Все дело в том, найдется ли место. Найдется – Милюков имеет неотъемлемые права на свое место. Он неизменен, как бы ни менялось все вокруг. Он утес, мимо которого бегут облака.
До сих пор объективное установление факта не позволяло мне коснуться сегодняшней милюковской надежды по существу. Она была только указана. Однако интересно: косвенным путем даже самое существо этой надежды, ее содержание, т. е. что это – надежда на Москву, даст нам мысли о неизменности Милюкова… и его судьбы. Правда, тут мы вступаем в другую плоскость, – психологических ассоциаций, но они любопытны.
Давно известно и утверждено, что создатель «новой тактики» до художественности лишен «такта». Назовем ли «бестактностью» странное его свойство, или иначе, – все равно до сих пор выходило, что едва Милюков скажет «бе», как жизнь ему немедленно ответит «ме». Едва он на чем-нибудь остановится, что-нибудь произнесет, как тотчас, словно по тайному закону, окажется, что лучше бы он на этом не останавливался и этого не произносил. Не стоит перечислять всем памятных чудесных «совпадений наоборот» вроде несчастного «правого блока» перед самой революцией, немецкой ориентации перед самым поражением Германии и т. д. И теперь, в минуты сомнения, – редкие, правда, у людей трезвого рассудка, – тот факт, что Милюков принялся надеяться на законную Москву, очень ободряет и поддерживает нас. Он думает так, – лишнее доказательство, что будет наоборот.
Ведь если б не было, если б (допустим на мгновенье) надежды Милюкова реально осуществились, – это привело бы Россию не только к полной, но еще и позорной гибели. Нечего притворяться, мы это отлично знаем. На такую гибель Милюков работает, к счастью, не зная этого. И не узнает никогда, ибо работа его, к великому счастью для него и всех нас, тщетна, и останется тщетной.
А Россия, спасется или погибнет, – погибнет: во всяком случае своими, не милюковскими путями. Не будет «законного» московского правительства из эволюционизировавших большевиков с оилюковской, при нем, лояльной оппозицией. Так же не будет, как вода в Атлантическом океане никогда не будет сухой.
Относительно же П. Н. Милюкова можно задавать себе только один вопрос: когда жизнь, с привычной невежливостью, опрокинет его сегодняшнее упование, когда явится такое правительство, при котором Милюков, на своем месте, может и должен быть, – успеет ли он своевременно сыграть назад?
Жаль, если не успеет.
ИЛИ – ИЛИ
В Совдепии остался только один «талантливый историк». Он не только не расстрелян, но даже усердно развивает, в большевистском «Пути», известную тему: «Руки прочь от России».

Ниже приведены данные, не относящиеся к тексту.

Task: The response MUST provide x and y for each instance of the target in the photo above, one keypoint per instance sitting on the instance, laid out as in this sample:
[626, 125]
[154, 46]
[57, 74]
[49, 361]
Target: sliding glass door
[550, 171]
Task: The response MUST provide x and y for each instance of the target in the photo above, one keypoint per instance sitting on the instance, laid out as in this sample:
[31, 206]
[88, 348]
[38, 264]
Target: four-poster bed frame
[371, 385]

Опираясь на него, газета Милюкова пытается доказать, что и совдепская интеллигенция раздираема несогласиями, подобно эмигрантской. Попутно посылаются стрелы в инакомыслящих.

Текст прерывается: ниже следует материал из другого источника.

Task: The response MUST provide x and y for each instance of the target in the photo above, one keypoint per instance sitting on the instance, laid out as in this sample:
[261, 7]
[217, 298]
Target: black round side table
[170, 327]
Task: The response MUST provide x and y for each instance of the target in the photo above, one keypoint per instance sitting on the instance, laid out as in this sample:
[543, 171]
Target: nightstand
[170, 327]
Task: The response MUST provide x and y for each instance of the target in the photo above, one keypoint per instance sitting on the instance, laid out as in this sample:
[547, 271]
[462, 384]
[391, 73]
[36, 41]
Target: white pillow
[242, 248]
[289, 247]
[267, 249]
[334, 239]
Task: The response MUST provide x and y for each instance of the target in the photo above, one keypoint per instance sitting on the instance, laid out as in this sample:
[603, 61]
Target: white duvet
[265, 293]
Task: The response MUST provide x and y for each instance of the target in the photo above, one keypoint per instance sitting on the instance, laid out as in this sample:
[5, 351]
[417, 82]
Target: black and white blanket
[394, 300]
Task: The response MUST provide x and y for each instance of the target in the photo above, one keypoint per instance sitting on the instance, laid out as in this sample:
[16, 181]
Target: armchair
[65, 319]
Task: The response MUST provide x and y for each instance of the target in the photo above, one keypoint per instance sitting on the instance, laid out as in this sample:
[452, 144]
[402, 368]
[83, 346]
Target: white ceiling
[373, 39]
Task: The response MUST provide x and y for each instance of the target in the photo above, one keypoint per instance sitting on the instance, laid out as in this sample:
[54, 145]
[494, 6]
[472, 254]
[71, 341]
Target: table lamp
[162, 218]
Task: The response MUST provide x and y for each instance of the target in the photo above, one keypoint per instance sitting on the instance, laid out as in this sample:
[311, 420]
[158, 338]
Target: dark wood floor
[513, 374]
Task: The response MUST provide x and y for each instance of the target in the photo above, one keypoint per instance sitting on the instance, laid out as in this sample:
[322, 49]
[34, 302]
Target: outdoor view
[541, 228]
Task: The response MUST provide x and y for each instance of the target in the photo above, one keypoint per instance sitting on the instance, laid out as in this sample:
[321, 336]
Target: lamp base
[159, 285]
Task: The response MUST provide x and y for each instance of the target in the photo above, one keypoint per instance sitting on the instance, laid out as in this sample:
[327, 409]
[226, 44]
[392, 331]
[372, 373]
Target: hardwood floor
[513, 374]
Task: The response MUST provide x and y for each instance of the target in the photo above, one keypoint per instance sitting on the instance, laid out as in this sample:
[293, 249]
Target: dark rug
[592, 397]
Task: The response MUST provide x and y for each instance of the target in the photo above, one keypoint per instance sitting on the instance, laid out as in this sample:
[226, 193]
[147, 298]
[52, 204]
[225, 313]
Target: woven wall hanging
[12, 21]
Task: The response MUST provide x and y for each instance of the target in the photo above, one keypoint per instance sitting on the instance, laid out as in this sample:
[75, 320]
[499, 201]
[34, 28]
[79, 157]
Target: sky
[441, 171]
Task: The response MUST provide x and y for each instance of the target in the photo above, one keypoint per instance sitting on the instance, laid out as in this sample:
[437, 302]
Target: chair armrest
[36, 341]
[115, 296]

В сущности – это стрелы против авторов всех писем, получаемых здесь не через большевистский «Путь», но путь окольный, а также против газет, подобные письма печатающих.
Например, против берлинского «Руля» (он их печатает много, и какие потрясающие, какие знакомые!). И уж прямо против вот такого вопля: «…Все живое, деятельное, что-нибудь смыслящее, разогнано или истреблено до конца… а потому верховодящие детьми мерзавцы чувствуют себя сатрапами и все правление превратилось в «володение» и объединилось в одном лозунге: Сарынь на кичку!.. Ясно, что Россия доведена до такого состояния, гто встать на ноги собственными силами и средствами она не может». Это надо понять и крепко запомнить. Вот почему я в ужасе от той никчемной склоки, которую не прекращает наша эмигрантская печать за границей…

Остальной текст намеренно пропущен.